Ça parle beaucoup, dernièrement, de la culture du viol qui imprègne une partie (horriblement rétrograde) de notre société et qui consiste, en gros, à croire que les filles qui veulent vraiment éviter le viol arrivent à le faire et que certaines femmes mériteraient de se faire violer. Or, j'ai l'impression que le débat a connu certains dérapages.
Un ami me disait dernièrement qu'il ne sait plus comment élever ses deux garçons. Que doit-il leur dire? Ont-ils le droit de regarder les filles? De leur dire qu'elles sont jolies? Ou alors doivent-ils attendre que les filles fassent les premiers pas et/ou se baladent avec des écriteaux proclamant "aujourd'hui vous avez le droit de me cruiser"?
Bon, un moment donné, faut pas exagérer.
Un gars qui sourit à une fille et lui dit qu'elle est jolie ne commet pas une agression.
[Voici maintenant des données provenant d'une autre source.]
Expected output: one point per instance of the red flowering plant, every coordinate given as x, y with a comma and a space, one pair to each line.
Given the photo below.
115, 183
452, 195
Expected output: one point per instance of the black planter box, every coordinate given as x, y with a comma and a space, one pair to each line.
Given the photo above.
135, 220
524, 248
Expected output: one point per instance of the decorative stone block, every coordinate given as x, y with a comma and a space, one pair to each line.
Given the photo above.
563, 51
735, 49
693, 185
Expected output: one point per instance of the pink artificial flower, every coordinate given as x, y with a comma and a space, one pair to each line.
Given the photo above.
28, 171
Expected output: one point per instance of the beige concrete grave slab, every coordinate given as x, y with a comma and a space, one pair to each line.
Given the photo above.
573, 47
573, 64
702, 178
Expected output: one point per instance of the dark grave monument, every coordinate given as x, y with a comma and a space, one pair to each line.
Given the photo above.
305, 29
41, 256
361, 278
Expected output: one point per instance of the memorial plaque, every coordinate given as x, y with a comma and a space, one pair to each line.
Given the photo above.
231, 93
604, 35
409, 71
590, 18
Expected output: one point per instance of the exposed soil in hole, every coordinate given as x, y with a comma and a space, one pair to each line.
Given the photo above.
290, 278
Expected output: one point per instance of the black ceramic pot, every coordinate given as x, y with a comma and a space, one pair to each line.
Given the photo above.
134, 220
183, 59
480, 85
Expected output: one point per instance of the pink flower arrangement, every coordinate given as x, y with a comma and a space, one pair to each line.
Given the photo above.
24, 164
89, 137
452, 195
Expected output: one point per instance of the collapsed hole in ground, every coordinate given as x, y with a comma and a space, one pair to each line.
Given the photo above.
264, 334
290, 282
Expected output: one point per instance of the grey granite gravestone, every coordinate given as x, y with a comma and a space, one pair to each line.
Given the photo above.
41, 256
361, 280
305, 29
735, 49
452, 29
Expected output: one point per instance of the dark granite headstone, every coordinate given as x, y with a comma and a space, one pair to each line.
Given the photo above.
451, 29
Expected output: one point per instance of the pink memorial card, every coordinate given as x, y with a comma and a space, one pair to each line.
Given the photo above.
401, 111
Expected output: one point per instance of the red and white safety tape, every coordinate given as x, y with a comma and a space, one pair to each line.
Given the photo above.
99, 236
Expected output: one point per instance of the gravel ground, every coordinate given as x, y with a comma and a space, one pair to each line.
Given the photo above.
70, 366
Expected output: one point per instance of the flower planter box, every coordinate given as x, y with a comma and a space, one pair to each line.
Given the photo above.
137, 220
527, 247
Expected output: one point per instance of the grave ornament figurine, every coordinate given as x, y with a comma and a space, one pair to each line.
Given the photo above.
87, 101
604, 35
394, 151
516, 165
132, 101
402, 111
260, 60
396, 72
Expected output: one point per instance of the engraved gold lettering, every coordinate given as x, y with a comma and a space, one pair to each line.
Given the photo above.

Il vient de lui faire un compliment!
Si le gars n'est pas au goût de la fille ou que le compliment, pour toute autre raison, n'est pas le bienvenu, à elle de lui répondre avec un sourire distrait en passant son chemin ou de l'ignorer ou de détourner les yeux ou de lui adresser un refus poli pour qu'il comprenne qu'elle n'est pas intéressée.
Si, malgré l'absence de réponse positive de la fille à son compliment (ou en présence d'une remarque cinglante, voire d'une grimace de dégoût), le gars insiste, rentre dans son espace personnel, se fait collant ou, pire, essaie de la toucher, là ça devient une agression. Ça devient aussi une agression si la fille répond positivement et que le gars se met tout de suite à la tripoter! Ou alors si le supposé compliment a été hurlé d'un bord à l'autre de la rue avec des termes élégants du genre "Heille, t'en a une crisse de belle paire!".
Bref, je pense que les gars qui savent vivre devraient avoir encore le droit d'aborder les filles de manière polie et respectueuse sans craindre d'être associés à la culture du viol.
L'autre chose, c'est que je lis de plus en plus souvent qu'il faut "apprendre aux gars à ne pas être un danger au lieu d'apprendre aux filles à fuir le danger".
Hum. Oui et non.
Oui, il faut bannir les réponses fatalistes du genre "Boys will be boys" (variante franco-québécoise : "C't'un gars, c'est faitte de même") quand on voit un garçon adopter un comportement inacceptable. Il faut apprendre aux hommes qui ne le savent pas que quand une fille dit "Non, merci", le mot important c'est "non", pas "merci"!
Mais non, je ne pense pas qu'on peut se permettre de ne plus apprendre aux filles à fuir le danger. Il est vrai que toutes les mesures de prudence du monde n'élimineront pas le risque d'agression. Et qu'en cas d'agression, la victime, peu importe les risques qu'elle aura encourus, ne sera pas à blâmer (après tout d'autres femmes auront couru les mêmes risques sans conséquences fâcheuses, puisqu'elles ne seront pas tombées sur un prédateur humain). Cependant, je préfère qu'on continue d'informer les filles sur les mesures de protection à leur disposition et qu'on leur laisse évaluer les risques auxquels elles veulent faire face au lieu de se cacher la tête dans le sable et de clamer qu'une fille devrait "pouvoir se promener nue et saoule dans la rue sans risquer de se faire violer".
J'suis d'accord, elle devrait pouvoir. (Quoique j'aimerais mieux que le nudisme alcolisé ne deviennent pas un phénomène généralisé...)
Cependant, je vais enseigner à ma fille qu'elle ne le peut pas. Et je vais lui montrer à se défendre verbalement, physiquement et émotionnellement en cas d'agression. En croisant les doigts pour que ça suffise.
Mais je vais aussi lui dire de sourire au moins brièvement aux gars qui lui font des compliments. Parce que mon chum m'a appris que les gars respectueux et bien élevés ont souvent besoin de beaucoup de courage pour aborder une fille. Même si on est pas intéressées, ils méritent qu'on les repousse avec gentillesse.
Vous savez, la plupart des gars sont des humains eux aussi.